Can Claude Code do a real bank reconciliation end-to-end?

It can do the matching and exception-list generation reliably. The judgment-call portion (deciding what reconciling items mean and how to clear them) still needs a human. The 80% of work that's mechanical matching is exactly what an agent is good at.

What if my bank export and GL don't have a common transaction ID?

Most don't. The standard approach is fuzzy matching on amount + date (with a tolerance of 1-2 days for clearing differences) plus a similarity score on the description field. Claude Code can build this in 30 minutes; the harder part is tuning the thresholds for your specific accounts.

Automating Reconciliations with Claude Code: A Worked Example

If you do bank reconciliation manually, you've probably thought "this should automate itself" a hundred times. Here's a complete worked example of building that automation in an afternoon with Claude Code, including the prompts that actually worked and the gotchas worth knowing.

The setup

Two CSV files in a folder:

bank_export.csv — date, description, amount, balance
gl_export.csv — date, account, description, debit, credit, ref_number

Goal: produce matched.csv, bank_only.csv (items on the bank but not the GL), and gl_only.csv (items on the GL but not the bank).

Prompt 1 — The first pass

"I have two files in this folder, bank_export.csv and gl_export.csv. Write a Python script that matches transactions between them. A match is when amounts equal (treat GL debit as positive bank, GL credit as negative bank) and dates are within 2 calendar days. Output three files: matched.csv, bank_only.csv, gl_only.csv. Print a summary of the row counts."

Claude Code writes a script using pandas, runs it, and reports something like: 142 matched, 8 bank-only, 5 GL-only.

Verification — the part most automation skips

Open the three output files. Spot-check ten rows in matched.csv: are the matches actually correct? Look at bank_only.csv: do those items have a real reason to be unmatched (timing differences, bank fees not yet recorded), or did the matcher miss them?

This is where the worked example always reveals issues. In my test data:

Two real matches were missed because the GL had the amount split into two entries (e.g. a $1,500 deposit posted as $1,000 + $500 in the GL but $1,500 on the bank).
Three "matches" were wrong because two different transactions for the same amount happened on adjacent days.

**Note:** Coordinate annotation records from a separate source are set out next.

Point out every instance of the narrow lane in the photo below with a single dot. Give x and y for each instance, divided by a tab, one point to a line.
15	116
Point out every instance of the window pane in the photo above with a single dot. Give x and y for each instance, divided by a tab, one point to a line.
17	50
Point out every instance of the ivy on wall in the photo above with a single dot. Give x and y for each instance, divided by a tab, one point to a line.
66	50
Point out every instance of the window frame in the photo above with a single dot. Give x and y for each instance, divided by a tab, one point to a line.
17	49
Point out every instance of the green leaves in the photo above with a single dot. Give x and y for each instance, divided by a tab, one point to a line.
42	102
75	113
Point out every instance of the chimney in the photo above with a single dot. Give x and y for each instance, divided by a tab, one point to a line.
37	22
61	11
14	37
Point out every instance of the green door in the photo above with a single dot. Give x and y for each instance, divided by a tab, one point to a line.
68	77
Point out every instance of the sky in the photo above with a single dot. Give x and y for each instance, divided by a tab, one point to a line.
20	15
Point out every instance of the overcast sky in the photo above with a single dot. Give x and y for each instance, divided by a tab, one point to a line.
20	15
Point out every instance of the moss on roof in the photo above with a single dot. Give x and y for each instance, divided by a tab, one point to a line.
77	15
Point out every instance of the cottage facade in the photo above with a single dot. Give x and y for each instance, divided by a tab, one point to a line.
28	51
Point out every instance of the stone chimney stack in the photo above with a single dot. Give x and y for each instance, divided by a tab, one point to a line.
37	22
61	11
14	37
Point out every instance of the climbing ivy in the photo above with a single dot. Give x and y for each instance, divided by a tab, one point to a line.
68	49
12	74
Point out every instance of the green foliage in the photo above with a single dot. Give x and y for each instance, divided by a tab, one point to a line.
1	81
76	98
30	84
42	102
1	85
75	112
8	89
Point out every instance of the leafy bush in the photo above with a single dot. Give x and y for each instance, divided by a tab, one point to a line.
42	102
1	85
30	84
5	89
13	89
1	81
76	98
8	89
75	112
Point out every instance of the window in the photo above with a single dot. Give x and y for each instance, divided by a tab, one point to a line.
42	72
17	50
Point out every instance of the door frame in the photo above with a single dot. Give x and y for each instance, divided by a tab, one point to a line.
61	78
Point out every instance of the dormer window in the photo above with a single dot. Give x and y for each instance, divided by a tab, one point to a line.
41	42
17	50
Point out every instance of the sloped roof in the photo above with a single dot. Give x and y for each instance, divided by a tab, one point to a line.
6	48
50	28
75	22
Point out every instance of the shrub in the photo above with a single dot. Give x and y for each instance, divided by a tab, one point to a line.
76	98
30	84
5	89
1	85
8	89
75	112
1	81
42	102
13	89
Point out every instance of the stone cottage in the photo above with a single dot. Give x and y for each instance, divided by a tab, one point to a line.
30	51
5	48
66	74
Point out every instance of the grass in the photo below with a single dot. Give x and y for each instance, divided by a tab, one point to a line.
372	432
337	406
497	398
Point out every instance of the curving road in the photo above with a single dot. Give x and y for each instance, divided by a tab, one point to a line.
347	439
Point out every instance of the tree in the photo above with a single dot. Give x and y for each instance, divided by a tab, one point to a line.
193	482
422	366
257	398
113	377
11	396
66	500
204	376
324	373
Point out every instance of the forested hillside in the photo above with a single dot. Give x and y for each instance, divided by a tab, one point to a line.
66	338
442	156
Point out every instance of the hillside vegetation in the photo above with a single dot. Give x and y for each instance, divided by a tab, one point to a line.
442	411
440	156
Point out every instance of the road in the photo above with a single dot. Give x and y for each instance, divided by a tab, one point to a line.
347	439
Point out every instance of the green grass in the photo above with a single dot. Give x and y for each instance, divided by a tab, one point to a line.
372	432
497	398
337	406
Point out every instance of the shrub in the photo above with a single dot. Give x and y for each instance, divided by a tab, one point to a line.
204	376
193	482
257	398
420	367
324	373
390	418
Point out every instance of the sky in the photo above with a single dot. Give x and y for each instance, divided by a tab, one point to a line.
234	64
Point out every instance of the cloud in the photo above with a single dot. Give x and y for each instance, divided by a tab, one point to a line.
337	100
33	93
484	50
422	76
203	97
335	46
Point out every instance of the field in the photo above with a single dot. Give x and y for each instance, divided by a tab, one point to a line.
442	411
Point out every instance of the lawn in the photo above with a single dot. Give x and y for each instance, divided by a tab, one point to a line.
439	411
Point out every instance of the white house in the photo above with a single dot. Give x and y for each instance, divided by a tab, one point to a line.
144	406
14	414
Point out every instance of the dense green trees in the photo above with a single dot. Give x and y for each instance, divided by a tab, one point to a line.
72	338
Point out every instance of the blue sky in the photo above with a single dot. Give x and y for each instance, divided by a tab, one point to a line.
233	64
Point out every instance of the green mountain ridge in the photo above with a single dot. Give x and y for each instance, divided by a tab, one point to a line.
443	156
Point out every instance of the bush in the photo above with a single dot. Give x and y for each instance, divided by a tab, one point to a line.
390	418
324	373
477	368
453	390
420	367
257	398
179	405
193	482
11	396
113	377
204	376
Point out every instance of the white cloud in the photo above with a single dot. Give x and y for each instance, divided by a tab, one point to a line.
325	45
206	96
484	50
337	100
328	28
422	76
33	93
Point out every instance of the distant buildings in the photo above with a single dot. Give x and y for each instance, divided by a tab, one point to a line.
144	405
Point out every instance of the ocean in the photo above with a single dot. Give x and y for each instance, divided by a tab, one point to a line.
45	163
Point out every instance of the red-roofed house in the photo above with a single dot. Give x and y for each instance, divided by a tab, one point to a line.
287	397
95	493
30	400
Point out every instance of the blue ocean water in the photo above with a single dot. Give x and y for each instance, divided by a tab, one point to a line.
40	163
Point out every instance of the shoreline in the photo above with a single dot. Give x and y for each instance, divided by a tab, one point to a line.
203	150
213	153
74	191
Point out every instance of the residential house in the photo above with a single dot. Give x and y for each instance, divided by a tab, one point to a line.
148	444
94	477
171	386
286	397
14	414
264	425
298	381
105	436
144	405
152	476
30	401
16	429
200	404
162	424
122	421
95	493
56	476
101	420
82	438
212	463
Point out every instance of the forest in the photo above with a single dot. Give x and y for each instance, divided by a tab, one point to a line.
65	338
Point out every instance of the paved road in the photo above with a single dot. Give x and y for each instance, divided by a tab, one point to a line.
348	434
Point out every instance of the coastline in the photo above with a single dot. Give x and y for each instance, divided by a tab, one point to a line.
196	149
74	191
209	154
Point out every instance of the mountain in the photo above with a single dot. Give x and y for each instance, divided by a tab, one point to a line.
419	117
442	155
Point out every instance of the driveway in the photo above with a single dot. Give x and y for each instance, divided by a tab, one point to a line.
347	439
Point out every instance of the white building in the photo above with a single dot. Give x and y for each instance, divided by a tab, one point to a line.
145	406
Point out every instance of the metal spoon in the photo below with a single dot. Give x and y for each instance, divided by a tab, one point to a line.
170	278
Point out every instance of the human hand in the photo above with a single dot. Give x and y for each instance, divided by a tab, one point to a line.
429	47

Prompt 2 — Iterating on the gotchas

"Update the script to also try summing consecutive GL entries within a 2-day window when looking for a match — sometimes a single bank deposit is split into multiple GL entries. Also, when there are multiple potential matches for the same bank line, prefer the one with the closest date and flag the situation in the matched output as 'ambiguous_match'."

Claude Code rewrites and runs. New numbers: 144 matched (with 3 flagged ambiguous), 6 bank-only, 5 GL-only.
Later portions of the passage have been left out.